Hello, I have been writing a parser for mlorg files in OCaml. This started as an experiment to see if the literate programming mode of org-mode could scale to a full application (among other things). The project is at its beginning but can « bootstrap » itself (that is parses its own source and extract the source code), yet the support for the syntax is very far from being complete. The goal is also to be able to convert org-mode files to latex/html/... without having the dependancy on emacs. Indeed although org-mode files are just plain text, there is still a feeling of being locked because this is such a complicated format and that there doesn't seem to be a reference library to deal with this. I hope that more libraries to do so will appear for one main reason : to have a standard syntax we can build upon : I think that to know precisely the syntax understood by org-mode is very difficult : no document about this exists (Or I have found none). When I'm done with the main syntaxic part I will try to document them. Besides, I think org-mode is wonderful editor but does a terrible job at exporting : slow, emacs-specific, strange errors on some document, ... The code can be found on gitorious: http://gitorious.org/mlorg/mlorg For those who would like to compile, you will need the batteries library from git (hope it will be released before mlorg has reached a releasable state). An example of cool feature that I have added in mlorg and that should be the org-mode exporter : org-mode doesn't put location annotations (à la cpp) so that compilers know how to report correct line numbers. This is very helpful when compiling quite long files. The point of this message is mainly to attract people interested in testing or even contributing. (I will be very glad : there is so much to do). But I hope to make the org-mode community think about a standardization process of the syntax used in org-mode to ease the work of parsers mainteners. There is no README yet, but the mlorg binary doesn't do much yet and the code should be self-documented (I hope so). Simon.
On lun. 27/févr. (15:27), Alan Schmitt wrote: On 26 févr. 2012, at 17:41, Simon Castellan wrote: I have been writing a parser for mlorg files in OCaml. This started as an experiment to see if the literate programming mode of org-mode could scale to a full application (among other things). This looks very interesting, and would very much help in the dissemination of org-mode. Have you thought of announcing it on the caml mailing list? Alan I have but prefer to wait mlorg to be more complete. This post was meant mainly to gather info/document about org's syntax. (But as I said feedbacks welcome.) Simon.
On lun. 27/févr. (09:52), Eric Schulte wrote: Simon Castellan simon.castel...@iuwt.fr writes: On lun. 27/févr. (15:27), Alan Schmitt wrote: On 26 févr. 2012, at 17:41, Simon Castellan wrote: I have been writing a parser for mlorg files in OCaml.

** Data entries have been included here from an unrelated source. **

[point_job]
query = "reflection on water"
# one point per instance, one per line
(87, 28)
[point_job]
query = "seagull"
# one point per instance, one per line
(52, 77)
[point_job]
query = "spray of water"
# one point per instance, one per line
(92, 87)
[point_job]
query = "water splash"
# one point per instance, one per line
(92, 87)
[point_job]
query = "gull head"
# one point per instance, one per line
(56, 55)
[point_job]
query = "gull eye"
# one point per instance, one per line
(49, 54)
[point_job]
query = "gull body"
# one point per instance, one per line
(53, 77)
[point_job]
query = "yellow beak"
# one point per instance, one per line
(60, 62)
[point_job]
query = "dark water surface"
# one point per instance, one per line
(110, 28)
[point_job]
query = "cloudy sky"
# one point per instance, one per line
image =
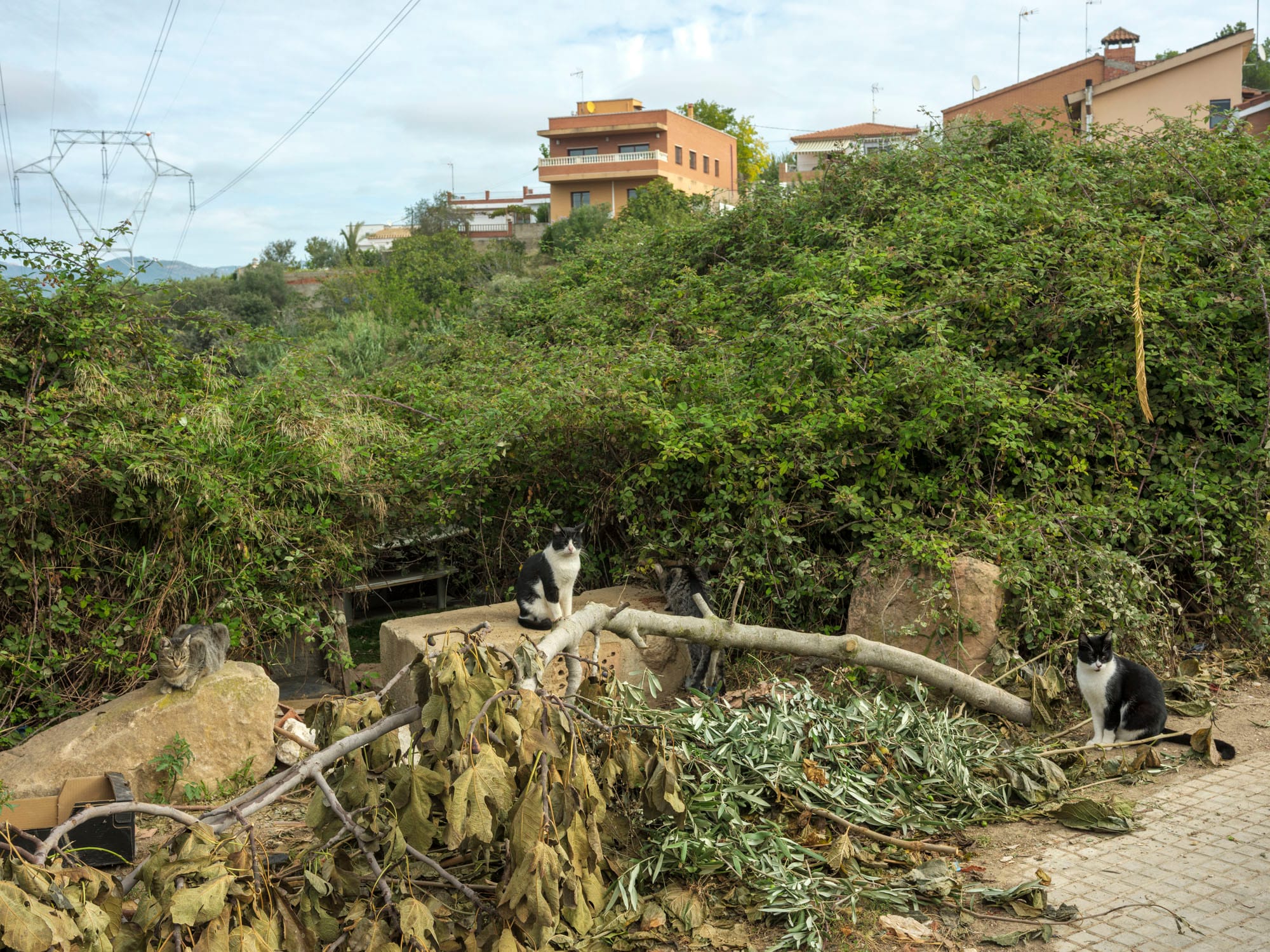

This started as an experiment to see if the literate programming mode of org-mode could scale to a full application (among other things). This looks very interesting, and would very much help in the dissemination of org-mode. Have you thought of announcing it on the caml mailing list? Alan I have but prefer to wait mlorg to be more complete. This post was meant mainly to gather info/document about org's syntax. (But as I said feedbacks welcome.) Hi Simon, Nicolas Goaziou has been working recently on a new emacs-lisp parser of Org-mode files, with the goals of 1. standardizing the formal syntax of Org-mode files 2. parsing Org-mode files to a canonical emacs-lisp list-based representation in memory (like an Org-mode AST) 3. re-basing the existing Org-mode exporters off of this canonical representation This work is contained in contrib/lisp/org-element.el, which includes a large amount of useful commentary at the top of the file. This should serve as a starting point for learning more about the formal syntax of Org-mode files (as it is defined). I think that developing parsers for this syntax in multiple language should be very useful to ensure that a usable syntax is developed separate from any particular implementation. Cheers, Thank you very much for this pointer, This is what I was looking for : a list of syntaxic construction in org-mode. I'd say though that it lacks a more-or-less formal syntaxic definition of constructions. Simon.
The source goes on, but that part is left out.